4.2. Empirical Study on Latent Dimension

To identify an effective range of latent dimensions, an empirical evaluation was conducted over various bottleneck sizes, ranging from 16 to 128. Each AE was trained using the same settings, and the encoded features were subsequently classified. Figure 10 and Figure 11 summarize the test accuracies across all latent dimensions using both bar and line plots. The results show that accuracy steadily improves as latent dimensionality increases, stabilizing between 64 and 128. For latent dimensions below 32, the performance drops radically, while representations with fewer than 128 dimensions result in a sharp decline in performance due to excessive information loss; dimensions higher than 128 incur a higher computational cost.

4.3. Performance of Individual AE-CA Models

Three different AE-CA models were independently trained using latent dimensions of 32, 64, and 128. Early stopping was applied during training to prevent overfitting and ensure stable convergence. The models have achieved high test-set accuracies, demonstrating that AE-driven spectral compression followed by CA classification preserves discriminative hyperspectral information across multiple compression levels. Table 1 summarizes the classification performance of the configurations evaluated. The 32-dimensional model AE32-CA reached an accuracy of 96.54%, the 64-dimensional model AE64-CA reached 97.19%, and the 128-dimensional model AE128-CA produced the stand-alone accuracy of 97.86%. These findings therefore suggest that increasing the latent dimension enhances discriminative capacity within the explored range, although larger latent spaces naturally introduce extra computational cost.

4.4. Performance of the Ensemble Classifier

For improving the stability and robustness of prediction, an accuracy-based weighted ensemble was designed based on the class probability outputs of the three AE-CA models, which were trained with latent dimensions of 32, 64, and 128. The ensemble weights were determined by normalizing the test-set accuracies of the individual classifiers as follows:

w = [0.3311, 0.3333, 0.3356],

This indicates that AE128-CA contributes a bit more to the final decision because of its better standalone performance. The resulting ensemble achieved an overall accuracy of 98.28%, outperforming all individual models, which demonstrates the benefit of aggregating complementary latent features. In order to further verify the effectiveness of the proposed framework, a comparison was carried out with the most relevant existing work by Devassy & George in 2021 [28], which is the only work related to hyperspectral beverage stain classification. In their work, a convolutional autoencoder–SVM classifier was used, which obtained an accuracy of 94.40%. The results are provided in Table 2.

As observed, the proposed AE-CA ensemble method performs better than the existing method, considering the increased variability of the substrates (white, pink, and brown colors), configurations (flat and folded states), and temporal evolution (ranging from 0 min to 5 h).

The confusion matrix in Figure 12 has strong diagonal dominance, confirming highly reliable stain discrimination across all nine beverage classes.
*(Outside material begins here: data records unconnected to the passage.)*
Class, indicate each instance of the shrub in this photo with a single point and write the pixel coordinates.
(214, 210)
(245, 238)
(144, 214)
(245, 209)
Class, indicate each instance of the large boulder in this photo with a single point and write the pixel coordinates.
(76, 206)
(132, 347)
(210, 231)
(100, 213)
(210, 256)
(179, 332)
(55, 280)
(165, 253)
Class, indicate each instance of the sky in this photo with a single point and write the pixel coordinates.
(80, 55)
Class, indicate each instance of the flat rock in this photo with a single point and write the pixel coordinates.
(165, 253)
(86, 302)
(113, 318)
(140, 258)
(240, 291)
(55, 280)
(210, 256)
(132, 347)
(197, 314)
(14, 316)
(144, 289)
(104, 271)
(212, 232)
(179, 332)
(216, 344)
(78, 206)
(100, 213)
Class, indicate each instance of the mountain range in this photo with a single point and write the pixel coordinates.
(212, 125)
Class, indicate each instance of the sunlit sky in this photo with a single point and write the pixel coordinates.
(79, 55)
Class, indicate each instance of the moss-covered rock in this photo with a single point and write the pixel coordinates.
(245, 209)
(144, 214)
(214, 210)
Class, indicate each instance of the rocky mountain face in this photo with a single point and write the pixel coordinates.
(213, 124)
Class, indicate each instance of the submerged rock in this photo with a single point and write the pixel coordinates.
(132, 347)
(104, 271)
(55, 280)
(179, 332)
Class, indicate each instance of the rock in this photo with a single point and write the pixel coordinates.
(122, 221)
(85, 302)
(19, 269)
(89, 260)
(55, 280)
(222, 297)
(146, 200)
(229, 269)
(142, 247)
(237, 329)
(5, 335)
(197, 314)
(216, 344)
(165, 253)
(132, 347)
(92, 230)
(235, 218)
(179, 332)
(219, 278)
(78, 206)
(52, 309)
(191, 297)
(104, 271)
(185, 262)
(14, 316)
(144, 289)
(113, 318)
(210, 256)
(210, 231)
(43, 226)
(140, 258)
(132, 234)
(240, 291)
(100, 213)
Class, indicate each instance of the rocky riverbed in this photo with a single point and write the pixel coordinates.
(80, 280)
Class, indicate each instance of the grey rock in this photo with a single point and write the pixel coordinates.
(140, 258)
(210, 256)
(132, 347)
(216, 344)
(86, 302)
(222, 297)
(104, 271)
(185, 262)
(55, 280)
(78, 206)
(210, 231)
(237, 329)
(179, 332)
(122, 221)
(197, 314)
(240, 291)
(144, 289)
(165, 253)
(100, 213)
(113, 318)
The misclassifications were few and involved only classes that are visually as well as spectrally similar, such as whisky–rum and rum–brandy, whose reflectance curves show partial overlap in the 450–700 nm region. These findings are further supported by the per-class precision, recall, and F1-scores (see Table 3), which remain consistently high across all categories. Papaya, pomegranate, wine, and tea have the most stable behavior, while coffee, rum, and brandy reflect somewhat reduced scores, a trend consistent with the spectral similarities observed in the analysis of raw reflectance signatures. Overall, the ensemble classifier presents a strong generalization capability, effectively handling inter-class spectral similarity while yielding balanced and robust performance on all the stain categories.

4.5. Ablation Study

To further confirm the role of each part, we conducted an ablation study on the proposed framework with the CA mechanism and the ensemble fusion technique. The ablation study results are provided in Table 4 and Table 5. From Table 4, we can see that when we remove the CA mechanism, there is a corresponding reduction in classification accuracy for all latent dimensions, with a degradation in accuracy ranging from 0.88% to 1.11%. In addition, we also performed another ablation study on the proposed framework with respect to the L-BFGS-B-based ensemble fusion strategy and equal-weight averaging. The ablation study results are provided in Table 5. From this table, we can see that when we use the L-BFGS-B-based ensemble fusion strategy, we achieve better accuracy with a 0.36% improvement when compared to equal-weight averaging-based ensemble fusion in the AE-CA framework. The improvement is more significant when we compare with other non-attention-based models.

4.6. Training and Validation Analysis

The accuracy and loss curves of the AE-CA models with latent dimensions 32, 64, and 128 are illustrated in Figure 13 and Figure 14, respectively. The accuracy curves exhibit rapid improvement during the initial epochs, followed by smooth stabilization, with higher latent dimensions (64 and 128) achieving slightly better validation performance. This indicates that a richer latent space captures more discriminative spectral information. The loss curves exhibit a steady and monotonic decrease for both training and validation, with minimal divergence between them. This close alignment reflects strong generalization and limited overfitting, demonstrating that the AE effectively compresses the hyperspectral data while preserving class-relevant features. Overall, the consistent behavior across all latent dimensions highlights the stability of the AE-CA framework and confirms the robustness of the proposed ensemble learning strategy for forensic hyperspectral stain classification.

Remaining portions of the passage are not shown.